For a more thorough and confident explanation I'd have to do more research, but realistically we're should not solve this specific problem for the NixOps 2 release, because we have more pressing issues and very limited resources.
So anyway, in the future we'll want to essentially replace the resource modules by a custom primop invocation backed by e.g. a terraform resource, and not much else. Having a whole NixOS configuration in there as a resource would not make much sense. It'd be like declaring your database configuration in systemd.services.

Anyway, I'll do a bit more research and some testing before I actually make a decision.

[pasqui23]

What worries me is a problem that we have in NixOps evaluation, where it could take an arbitrary number of nix-instantiate invocations to properly wire each value from one resource's outputs to another resource's inputs, which produces an output that is then wired to yet another resource's inputs, and so forth. This is a serious issue that requires some rearchitecting to get right.

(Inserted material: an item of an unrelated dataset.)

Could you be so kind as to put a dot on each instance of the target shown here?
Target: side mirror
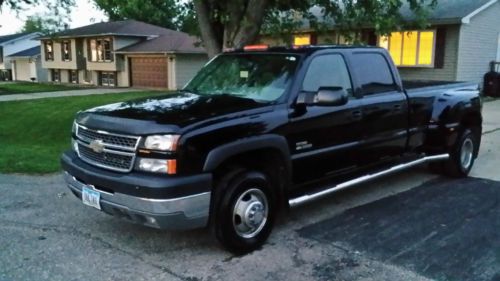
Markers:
(331, 96)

Doesn't the module system take care of that? Just evaluate once and all the stuff needed is in net.

Or maybe there is some black magic in the python code that I am missing.

I did not plan to solve this for a NixOps 2 release, as it depends on having proper Nix python bindings (in progress but will take a while to be sufficiently usable). So iiuc for now we're stuck with NixOps 1's phased evaluated that invokes the evaluator twice, and no more than that. It has some special logic for wiring up values between resources by name, so without going through the evaluator. NixOS basically does not fit within this resources paradigm.

So what are resources specifically? I tried to implement that resources.script idea from above but apparently from the errors that nixops gave me they require some glue from the Python side, what does that python glue do specifically?

For a more thorough and confident explanation I'd have to do more research, but realistically we're should not solve this specific problem for the NixOps 2 release, because we have more pressing issues and very limited resources. So anyway, in the future we'll want to essentially replace the resource modules by a custom primop invocation backed by e.g. a terraform resource, and not much else.

Would this allow nixops to interface for eg with Kubernetes in a remote future? Making nixops a mere terraform front-end seem like a kind of waste even as nice as both nixops and terraform are.